American law enforcement official

Julia Ann Pierson (born July 21, 1959) is an American former law enforcement official. On March 27, 2013, President Barack Obama appointed her as the 23rd Director of the United States Secret Service. Pierson was the first female director of the agency. Amid a series of security lapses involving the Secret Service, she resigned the position on October 1, 2014.

==Early life and education==
Pierson is a native of Orlando, Florida. While in high school, she worked at Walt Disney World as a parking lot attendant, watercraft attendant, and in costume in Disney parades.

She was an Explorer in the Learning for Life program of the Boy Scouts of America in a post specializing in law enforcement chartered to the Orlando Police Department. She was the 1978 National Law Enforcement Exploring Youth Representative, leading the Law Enforcement Exploring division, and was selected as the National Law Enforcement Exploring chair.
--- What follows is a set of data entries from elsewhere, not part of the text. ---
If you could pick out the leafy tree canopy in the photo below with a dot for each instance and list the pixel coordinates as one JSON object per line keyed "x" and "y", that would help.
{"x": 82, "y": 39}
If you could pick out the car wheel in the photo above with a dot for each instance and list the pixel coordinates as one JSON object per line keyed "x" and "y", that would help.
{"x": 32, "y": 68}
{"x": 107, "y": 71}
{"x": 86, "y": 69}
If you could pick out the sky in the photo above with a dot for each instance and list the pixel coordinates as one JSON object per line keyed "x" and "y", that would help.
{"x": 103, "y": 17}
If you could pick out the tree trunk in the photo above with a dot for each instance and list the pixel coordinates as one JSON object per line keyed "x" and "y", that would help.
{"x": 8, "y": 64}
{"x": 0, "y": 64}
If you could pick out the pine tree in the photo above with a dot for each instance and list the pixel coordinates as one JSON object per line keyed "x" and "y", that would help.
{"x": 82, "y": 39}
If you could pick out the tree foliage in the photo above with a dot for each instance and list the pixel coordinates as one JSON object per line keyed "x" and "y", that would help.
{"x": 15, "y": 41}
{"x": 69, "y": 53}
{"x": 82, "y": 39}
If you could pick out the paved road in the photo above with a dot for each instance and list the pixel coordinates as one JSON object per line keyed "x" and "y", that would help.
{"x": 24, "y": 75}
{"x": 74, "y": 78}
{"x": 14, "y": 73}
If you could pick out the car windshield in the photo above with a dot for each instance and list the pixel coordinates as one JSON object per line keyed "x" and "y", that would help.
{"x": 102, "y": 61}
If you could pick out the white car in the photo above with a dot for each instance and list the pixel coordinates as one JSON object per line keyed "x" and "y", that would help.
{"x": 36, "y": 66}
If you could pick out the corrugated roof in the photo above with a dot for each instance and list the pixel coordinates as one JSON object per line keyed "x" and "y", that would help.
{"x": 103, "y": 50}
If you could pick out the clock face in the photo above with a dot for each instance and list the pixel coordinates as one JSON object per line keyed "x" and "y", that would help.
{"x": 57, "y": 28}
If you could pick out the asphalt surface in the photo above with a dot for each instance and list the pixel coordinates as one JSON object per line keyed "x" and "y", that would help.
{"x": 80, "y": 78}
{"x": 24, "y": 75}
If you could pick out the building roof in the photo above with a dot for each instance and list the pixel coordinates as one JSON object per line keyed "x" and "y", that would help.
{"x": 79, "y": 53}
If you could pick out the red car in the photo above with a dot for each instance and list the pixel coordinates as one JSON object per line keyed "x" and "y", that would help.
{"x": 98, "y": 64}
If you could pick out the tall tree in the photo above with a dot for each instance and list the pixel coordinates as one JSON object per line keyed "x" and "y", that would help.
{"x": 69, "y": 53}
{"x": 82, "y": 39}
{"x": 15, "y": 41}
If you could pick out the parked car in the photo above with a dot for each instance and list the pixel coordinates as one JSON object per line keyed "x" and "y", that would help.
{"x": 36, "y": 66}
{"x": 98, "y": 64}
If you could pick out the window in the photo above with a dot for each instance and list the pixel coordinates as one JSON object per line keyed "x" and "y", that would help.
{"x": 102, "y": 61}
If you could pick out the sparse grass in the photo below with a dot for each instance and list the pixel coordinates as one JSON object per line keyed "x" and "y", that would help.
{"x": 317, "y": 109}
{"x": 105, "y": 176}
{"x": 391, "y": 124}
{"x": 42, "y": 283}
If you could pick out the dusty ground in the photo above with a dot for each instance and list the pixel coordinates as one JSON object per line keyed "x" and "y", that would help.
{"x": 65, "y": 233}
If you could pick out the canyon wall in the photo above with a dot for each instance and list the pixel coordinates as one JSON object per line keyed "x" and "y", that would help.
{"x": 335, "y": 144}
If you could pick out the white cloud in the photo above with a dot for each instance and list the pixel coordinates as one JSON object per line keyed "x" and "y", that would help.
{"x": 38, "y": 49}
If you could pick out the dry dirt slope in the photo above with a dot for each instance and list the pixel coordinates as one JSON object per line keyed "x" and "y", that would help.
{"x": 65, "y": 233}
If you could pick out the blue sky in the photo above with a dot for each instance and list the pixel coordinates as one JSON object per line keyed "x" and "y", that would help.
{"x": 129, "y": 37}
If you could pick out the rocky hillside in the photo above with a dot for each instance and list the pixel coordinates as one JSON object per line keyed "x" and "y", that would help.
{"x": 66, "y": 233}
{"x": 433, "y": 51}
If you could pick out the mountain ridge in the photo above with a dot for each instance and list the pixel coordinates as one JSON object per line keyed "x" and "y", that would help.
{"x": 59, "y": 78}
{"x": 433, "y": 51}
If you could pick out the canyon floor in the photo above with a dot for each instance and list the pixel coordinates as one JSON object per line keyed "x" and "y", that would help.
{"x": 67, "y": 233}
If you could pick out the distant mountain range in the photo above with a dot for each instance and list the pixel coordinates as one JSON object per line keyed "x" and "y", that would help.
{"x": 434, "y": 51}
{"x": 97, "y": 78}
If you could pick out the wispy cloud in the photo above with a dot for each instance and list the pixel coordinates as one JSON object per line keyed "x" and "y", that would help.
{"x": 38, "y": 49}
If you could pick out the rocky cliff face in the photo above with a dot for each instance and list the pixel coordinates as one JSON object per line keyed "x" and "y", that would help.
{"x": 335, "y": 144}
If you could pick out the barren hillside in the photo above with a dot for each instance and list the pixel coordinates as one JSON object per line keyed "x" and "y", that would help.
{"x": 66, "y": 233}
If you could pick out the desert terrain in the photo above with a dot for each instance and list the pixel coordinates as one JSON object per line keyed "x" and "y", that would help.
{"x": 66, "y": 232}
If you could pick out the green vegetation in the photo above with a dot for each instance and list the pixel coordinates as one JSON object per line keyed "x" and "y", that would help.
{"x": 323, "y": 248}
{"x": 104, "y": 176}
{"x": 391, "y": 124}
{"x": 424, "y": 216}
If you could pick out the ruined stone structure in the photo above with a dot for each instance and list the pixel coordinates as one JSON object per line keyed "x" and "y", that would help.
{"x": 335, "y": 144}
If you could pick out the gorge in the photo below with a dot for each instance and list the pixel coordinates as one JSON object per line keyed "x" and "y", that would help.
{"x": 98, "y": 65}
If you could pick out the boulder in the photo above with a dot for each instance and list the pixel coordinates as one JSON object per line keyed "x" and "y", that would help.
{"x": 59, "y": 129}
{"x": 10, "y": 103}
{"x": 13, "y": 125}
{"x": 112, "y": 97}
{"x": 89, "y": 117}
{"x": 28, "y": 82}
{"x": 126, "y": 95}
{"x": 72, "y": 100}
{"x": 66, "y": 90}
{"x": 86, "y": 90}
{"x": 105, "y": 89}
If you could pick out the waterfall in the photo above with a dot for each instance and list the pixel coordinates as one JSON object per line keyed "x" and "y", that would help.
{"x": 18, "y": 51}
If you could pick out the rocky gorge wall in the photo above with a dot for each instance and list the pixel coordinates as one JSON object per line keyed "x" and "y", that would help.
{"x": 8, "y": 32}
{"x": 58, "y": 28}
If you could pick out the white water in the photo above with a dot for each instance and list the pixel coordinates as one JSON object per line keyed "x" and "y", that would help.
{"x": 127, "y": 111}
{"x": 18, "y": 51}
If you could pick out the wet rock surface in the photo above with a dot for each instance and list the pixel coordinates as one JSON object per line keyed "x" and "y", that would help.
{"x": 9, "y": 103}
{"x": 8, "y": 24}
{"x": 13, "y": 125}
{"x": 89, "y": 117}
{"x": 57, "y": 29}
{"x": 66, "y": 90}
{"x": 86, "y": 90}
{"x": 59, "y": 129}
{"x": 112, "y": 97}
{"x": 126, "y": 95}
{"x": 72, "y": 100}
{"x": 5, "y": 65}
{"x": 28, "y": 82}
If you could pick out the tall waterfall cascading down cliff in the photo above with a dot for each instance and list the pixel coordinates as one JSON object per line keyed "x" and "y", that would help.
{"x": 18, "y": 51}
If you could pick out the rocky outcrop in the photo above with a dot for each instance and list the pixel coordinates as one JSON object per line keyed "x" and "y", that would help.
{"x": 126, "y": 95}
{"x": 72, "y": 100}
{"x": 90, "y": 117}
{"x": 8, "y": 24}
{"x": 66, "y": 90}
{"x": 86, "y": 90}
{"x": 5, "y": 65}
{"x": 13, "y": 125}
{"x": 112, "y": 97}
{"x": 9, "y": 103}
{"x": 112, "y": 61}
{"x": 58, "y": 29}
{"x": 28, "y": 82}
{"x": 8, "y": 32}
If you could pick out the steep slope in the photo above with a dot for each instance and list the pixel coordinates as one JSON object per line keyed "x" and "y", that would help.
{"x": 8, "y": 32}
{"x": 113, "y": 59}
She attended the University of Central Florida, graduating in 1980 with a bachelor's degree in criminal justice.

==Career==
Following graduation, Pierson served three years in the Orlando Police Department (OPD), patrolling the northeastern section of Orlando. She was one of the first female OPD officers assigned to a beat. She joined the United States Secret Service in 1983 as a special agent. She served in the Miami Field Office from 1983 to 1985, and the Orlando Field Office from 1985 to 1988. From 1988 to 2000, she served on the presidential protective details (PPDs) of Presidents George H. W. Bush, Bill Clinton, and George W. Bush. Between 2000 and 2001, Pierson held the position of special agent in charge of the Office of Protective Operations, and then as deputy assistant director of the Office of Administration from 2001 to 2005. From 2005 to 2006 she served as deputy assistant director of the Office of Protective Operations. From 2006 to 2008 Pierson served as assistant director of the Office of Human Resources and Training. In 2008 Pierson received the Presidential Meritorious Executive Rank Award. From 2008 to her appointment as director in 2013, Pierson served as the chief of staff to the director.

Pierson was appointed by President Barack Obama on March 27, 2013, and became the first woman to head the agency. Pierson was already the agency's highest-ranking woman before being promoted to director. She was tasked with improving the image of the Secret Service, following the Summit of the Americas prostitution scandal. On September 30, 2014, while testifying at a United States House of Representatives hearing, Pierson faced Congressional criticism over the 2014 White House intrusion.

Approximately one week prior to the White House intrusion, there had been another security breach when it was discovered that an armed security guard, who had not been cleared by the Secret Services' advance team, rode in the same elevator as President Obama during a visit to Atlanta. It is believed that while Director Pierson was aware of this breach, she had not informed Ed Donovan, the agency's Chief Spokesperson nor Jane Murphy, the assistant director for government and public affairs. On October 1, 2014, Secretary of Homeland Security Jeh Johnson accepted her resignation as director.